I've read that the Dutch government has cut the opera company's subsidy by 60%. I know cuts in arts' budgets are happening everywhere but this seems harsh.


----------



## Pugg (Aug 8, 2014)

sospiro said:


> Next year, I hope to see Don Giovanni performed by De Nederlandse Reisopera, the Netherlands touring opera. I think getting Julia Jones to conduct is quite a coup.
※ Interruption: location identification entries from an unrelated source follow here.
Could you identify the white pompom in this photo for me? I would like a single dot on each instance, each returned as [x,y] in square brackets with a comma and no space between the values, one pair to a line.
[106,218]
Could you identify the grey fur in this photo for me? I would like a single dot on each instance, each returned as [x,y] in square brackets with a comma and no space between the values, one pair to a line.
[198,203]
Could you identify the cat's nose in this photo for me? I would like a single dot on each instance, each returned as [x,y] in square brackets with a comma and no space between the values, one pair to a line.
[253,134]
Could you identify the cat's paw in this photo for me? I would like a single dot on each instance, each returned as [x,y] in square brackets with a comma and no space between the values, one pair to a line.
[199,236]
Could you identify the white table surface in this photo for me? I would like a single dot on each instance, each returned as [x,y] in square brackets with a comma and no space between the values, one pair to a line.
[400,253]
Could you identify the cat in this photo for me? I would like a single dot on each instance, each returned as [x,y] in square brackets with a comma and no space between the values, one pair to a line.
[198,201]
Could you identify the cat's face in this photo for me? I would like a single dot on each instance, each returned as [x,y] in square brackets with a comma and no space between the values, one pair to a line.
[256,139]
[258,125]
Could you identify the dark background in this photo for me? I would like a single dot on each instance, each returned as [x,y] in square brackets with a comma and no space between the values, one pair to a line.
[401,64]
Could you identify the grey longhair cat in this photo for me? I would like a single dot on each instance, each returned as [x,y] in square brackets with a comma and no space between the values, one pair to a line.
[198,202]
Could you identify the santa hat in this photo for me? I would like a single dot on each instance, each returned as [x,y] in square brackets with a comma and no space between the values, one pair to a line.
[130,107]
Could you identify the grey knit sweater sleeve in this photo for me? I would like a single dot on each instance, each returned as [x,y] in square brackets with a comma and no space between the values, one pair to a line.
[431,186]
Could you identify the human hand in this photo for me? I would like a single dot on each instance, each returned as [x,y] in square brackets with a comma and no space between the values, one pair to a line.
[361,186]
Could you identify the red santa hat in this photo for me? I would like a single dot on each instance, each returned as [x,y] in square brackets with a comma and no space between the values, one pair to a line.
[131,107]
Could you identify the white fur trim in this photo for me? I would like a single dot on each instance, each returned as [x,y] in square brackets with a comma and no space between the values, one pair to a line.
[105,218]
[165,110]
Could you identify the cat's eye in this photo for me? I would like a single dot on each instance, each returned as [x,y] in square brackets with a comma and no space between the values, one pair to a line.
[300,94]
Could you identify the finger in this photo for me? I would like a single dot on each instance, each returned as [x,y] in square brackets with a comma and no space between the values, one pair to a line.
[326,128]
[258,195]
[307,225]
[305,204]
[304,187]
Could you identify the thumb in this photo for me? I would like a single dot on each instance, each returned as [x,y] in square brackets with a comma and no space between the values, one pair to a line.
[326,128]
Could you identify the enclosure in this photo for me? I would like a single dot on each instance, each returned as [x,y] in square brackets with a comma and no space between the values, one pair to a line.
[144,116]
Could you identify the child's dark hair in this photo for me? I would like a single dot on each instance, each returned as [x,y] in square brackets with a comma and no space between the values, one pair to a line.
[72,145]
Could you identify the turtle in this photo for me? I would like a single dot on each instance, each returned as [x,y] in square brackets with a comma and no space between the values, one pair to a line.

I'm fascinated by the opera _Der Kaiser von Atlantis_, and I might try to see a performance of this as well.
> 
> I've read that the Dutch government has cut the opera company's subsidy by 60%. I know cuts in arts' budgets are happening everywhere but this seems harsh.


The cutting on culture is part of the deal due trough the collation government.
We always have collations as no party ever has a majority, meaning 76 seat in the houses of parliament.
We have to many parties ( 16 at the moment.)
The Conservatives who had the most votes last three times, at elections did cut intense in all those kinds of culture, they want to do more "commercial" like sponsoring.( This opera is paid by.......) you get the point I hope.
The labour party ( other half of the coalition )has accept a part of the deal otherwise it was much worst .
So, prices up and less performances. 
Tha'st why De reis opera made a deal with BravaTv and we get to see them on a (pay) channel.:tiphat:


----------



## sospiro (Apr 3, 2010)

Pugg said:


> The cutting on culture is part of the deal due trough the collation government.
> We always have collations as no party ever has a majority, meaning 76 seat in the houses of parliament.
> We have to many parties (16 at the moment.)
> The Conservatives who had the most votes last three times, at elections did cut intense in all those kinds of culture, they want to do more "commercial" like sponsoring. (This opera is paid by.......) you get the point I hope.
> ...












It's always politics, isn't it?!

Do you subscribe to Brava? Will you watch the operas? I'll carry a sign.


----------